US 12,271,161 B2
Method and apparatus for optimizing operation simulation of data center
Hanchen Zhou, Beijing (CN); Qingshan Jia, Beijing (CN); and Xiao Hu, Beijing (CN)
Assigned to Tsinghua University, Beijing (CN)
Filed by Tsinghua University, Beijing (CN)
Filed on Jan. 4, 2024, as Appl. No. 18/404,301.
Claims priority of application No. 202310006010.5 (CN), filed on Jan. 4, 2023.
Prior Publication US 2024/0248440 A1, Jul. 25, 2024
Int. Cl. G05B 13/04 (2006.01); G05B 13/02 (2006.01)

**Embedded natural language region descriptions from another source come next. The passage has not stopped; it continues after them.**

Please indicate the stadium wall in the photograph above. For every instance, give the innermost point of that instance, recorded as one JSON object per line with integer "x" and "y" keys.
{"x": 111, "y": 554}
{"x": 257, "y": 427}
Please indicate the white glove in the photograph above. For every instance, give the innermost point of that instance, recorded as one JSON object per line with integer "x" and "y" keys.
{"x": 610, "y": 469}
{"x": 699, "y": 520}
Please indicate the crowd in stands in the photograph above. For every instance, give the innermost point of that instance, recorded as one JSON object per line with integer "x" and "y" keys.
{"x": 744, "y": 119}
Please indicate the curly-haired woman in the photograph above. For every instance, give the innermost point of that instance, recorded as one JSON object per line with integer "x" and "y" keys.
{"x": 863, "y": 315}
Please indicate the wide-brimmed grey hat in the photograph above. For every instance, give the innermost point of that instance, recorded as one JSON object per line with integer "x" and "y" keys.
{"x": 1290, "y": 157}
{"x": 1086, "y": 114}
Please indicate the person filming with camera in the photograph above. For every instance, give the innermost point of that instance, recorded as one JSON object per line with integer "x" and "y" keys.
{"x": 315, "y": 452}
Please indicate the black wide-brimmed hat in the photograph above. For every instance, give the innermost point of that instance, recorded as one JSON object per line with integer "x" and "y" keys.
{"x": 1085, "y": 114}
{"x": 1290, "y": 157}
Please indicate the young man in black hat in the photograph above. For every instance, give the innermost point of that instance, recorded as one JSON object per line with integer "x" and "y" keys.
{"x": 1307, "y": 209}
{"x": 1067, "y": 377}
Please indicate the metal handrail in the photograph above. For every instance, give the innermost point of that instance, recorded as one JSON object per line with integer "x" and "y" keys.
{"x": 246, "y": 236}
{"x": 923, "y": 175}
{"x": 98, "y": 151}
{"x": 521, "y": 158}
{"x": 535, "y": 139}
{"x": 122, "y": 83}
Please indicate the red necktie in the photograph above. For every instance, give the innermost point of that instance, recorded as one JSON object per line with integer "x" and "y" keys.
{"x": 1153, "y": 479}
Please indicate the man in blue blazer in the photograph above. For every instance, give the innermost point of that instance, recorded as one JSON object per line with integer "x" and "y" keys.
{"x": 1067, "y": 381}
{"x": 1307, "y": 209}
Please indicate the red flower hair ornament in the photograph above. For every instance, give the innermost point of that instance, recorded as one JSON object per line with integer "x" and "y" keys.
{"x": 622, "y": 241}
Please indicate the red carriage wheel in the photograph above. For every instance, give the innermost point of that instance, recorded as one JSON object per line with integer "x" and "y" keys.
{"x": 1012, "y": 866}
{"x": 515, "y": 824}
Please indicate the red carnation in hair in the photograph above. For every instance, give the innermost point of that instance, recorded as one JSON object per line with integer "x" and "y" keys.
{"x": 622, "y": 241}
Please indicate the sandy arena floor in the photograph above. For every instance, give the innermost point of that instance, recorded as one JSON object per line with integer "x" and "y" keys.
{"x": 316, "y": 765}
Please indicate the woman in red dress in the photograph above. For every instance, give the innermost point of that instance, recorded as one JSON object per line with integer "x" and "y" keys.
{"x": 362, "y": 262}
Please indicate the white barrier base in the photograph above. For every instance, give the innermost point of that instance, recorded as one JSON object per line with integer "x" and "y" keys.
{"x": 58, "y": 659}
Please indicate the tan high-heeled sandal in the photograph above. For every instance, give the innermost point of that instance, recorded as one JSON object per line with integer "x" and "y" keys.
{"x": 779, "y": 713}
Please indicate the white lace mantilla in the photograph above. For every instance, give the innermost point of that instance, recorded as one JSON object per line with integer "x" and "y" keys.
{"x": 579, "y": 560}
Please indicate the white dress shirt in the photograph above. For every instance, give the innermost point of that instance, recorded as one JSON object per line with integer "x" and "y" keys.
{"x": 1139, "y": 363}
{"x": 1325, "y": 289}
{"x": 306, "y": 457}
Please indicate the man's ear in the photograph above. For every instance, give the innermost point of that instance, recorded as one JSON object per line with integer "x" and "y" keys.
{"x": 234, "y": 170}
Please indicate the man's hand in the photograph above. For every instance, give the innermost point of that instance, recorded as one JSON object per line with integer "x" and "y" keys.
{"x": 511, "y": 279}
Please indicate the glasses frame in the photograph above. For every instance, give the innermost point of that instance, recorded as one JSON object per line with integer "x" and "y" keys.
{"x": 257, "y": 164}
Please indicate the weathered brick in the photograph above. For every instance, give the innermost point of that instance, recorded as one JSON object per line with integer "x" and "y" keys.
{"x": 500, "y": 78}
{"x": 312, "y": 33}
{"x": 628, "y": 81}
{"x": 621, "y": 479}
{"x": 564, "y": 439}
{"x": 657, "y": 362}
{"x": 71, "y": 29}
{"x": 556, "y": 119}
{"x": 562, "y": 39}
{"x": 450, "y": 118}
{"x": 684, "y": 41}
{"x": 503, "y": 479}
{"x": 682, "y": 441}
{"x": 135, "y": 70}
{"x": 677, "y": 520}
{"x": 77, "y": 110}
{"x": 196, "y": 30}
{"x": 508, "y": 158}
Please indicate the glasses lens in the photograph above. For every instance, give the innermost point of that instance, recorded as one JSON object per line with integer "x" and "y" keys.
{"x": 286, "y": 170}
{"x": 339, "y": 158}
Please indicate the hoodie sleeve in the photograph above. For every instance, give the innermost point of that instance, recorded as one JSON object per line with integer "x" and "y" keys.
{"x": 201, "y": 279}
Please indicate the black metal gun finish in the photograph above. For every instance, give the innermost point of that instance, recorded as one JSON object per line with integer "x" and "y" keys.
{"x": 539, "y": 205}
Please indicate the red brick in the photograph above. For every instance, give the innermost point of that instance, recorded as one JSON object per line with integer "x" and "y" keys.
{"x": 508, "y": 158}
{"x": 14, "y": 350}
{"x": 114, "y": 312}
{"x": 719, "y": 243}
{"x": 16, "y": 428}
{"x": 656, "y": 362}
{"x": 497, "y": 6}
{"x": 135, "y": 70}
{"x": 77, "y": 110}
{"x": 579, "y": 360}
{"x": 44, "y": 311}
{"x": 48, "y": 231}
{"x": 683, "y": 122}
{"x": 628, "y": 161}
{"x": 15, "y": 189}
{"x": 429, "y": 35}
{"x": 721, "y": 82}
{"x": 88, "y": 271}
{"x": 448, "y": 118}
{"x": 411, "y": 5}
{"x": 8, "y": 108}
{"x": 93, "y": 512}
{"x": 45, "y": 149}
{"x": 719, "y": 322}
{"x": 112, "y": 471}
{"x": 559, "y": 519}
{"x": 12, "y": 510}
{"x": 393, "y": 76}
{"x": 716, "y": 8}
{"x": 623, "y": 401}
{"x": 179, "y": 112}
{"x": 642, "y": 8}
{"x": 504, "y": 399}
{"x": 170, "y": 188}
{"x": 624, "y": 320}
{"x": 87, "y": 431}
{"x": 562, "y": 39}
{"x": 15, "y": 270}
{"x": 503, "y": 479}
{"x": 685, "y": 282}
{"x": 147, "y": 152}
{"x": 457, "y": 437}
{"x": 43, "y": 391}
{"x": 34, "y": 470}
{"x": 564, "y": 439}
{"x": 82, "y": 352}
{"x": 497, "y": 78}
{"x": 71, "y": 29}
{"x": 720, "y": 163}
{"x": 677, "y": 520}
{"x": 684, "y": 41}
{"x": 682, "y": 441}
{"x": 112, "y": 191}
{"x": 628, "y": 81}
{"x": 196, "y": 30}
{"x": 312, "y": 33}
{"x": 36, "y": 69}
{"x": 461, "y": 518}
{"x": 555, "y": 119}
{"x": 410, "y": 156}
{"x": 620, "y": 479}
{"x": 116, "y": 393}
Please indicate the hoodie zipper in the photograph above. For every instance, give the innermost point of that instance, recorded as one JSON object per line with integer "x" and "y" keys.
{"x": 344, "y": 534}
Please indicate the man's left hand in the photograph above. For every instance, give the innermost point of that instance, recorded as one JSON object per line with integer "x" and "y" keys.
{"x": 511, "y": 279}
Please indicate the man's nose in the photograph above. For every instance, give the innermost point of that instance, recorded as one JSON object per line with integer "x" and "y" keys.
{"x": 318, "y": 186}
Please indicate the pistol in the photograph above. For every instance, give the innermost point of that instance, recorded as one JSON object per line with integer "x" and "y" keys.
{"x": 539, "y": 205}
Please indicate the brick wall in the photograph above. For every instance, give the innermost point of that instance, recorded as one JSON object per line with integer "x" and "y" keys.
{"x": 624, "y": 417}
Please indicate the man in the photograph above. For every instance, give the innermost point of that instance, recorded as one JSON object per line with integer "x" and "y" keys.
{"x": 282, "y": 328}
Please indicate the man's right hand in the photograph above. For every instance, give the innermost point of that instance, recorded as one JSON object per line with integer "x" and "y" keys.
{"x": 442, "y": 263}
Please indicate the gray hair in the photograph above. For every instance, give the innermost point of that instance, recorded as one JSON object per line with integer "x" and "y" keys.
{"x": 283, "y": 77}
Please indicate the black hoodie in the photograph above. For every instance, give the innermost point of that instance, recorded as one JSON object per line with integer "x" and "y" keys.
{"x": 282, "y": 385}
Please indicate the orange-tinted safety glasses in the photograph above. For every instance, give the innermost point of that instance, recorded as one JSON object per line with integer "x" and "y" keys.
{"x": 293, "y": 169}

CPC G05B 13/048 (2013.01) [G05B 13/0265 (2013.01)] 15 Claims
OG exemplary drawing
 
1. A method for optimizing operation simulation of a data center, comprising:
constructing, by a processor, a data center simulation model, wherein the data center simulation model comprises a first state prediction model and a second state prediction model;
the data center simulation model is configured to provide a simulation environment for a reinforcement learning algorithm, and a precision of the first state prediction model is less than that of the second state prediction model;
acquiring, from the data center, a state data set of the data center and an action data set of the data center, wherein the state data set of the data center comprises state data of the simulated data center at any moment, and the action data set of the data center comprises action data generated according to an action generation rule; wherein the state data set of the data center comprises at least one selected from the following state data: a temperature of a measuring point of each cold aisle in the data center, a temperature of a measuring point of each hot aisle, a fan speed of an air-conditioner in a machine room, a supply water temperature of cooling water, a return water temperature of the cooling water, a supply water temperature of chilled water and a return water temperature of the chilled water; and the action data set of the data center comprises at least one selected from the following action data: a return air temperature of each air-conditioner, a frequency of a cooling pump and a frequency of a chilled pump;
inputting, by the processor, the state data set of the data center and the action data set of the data center into the first state prediction model, to obtain a next state data set predicted by the first state prediction model after executing the action data in the action data set of the data center;
judging, by the processor, based on a preset state safe judgment condition, whether the next state data set predicted by the first state prediction model meets the state safe judgment condition that is set based on a prediction precision of the first state prediction model;
inputting, by the processor, if the next state data set predicted by the first state prediction model meets the state safe judgment condition, the state data set of the data center and the action data set of the data center into the second state prediction model, to obtain a next state data set predicted by the second state prediction model after executing the action data in the action data set of the data center;
optimizing, by the processor, a network parameter of the reinforcement learning algorithm using the next state data set predicted by the second state prediction model, the state data set of the data center, and the action data set of the data center, to obtain a trained reinforcement learning algorithm;
determining, by the processor, an action data set corresponding to a real-time state data set of the data center by using the trained reinforcement learning algorithm, and determining the action data set corresponding to the real-time state data set as a control strategy of the data center; and
controlling, by the processor and based on the control strategy of the data center, the air- conditioner, the cold aisle, the hot aisle, the cooling pump and the chilled pump of the data center.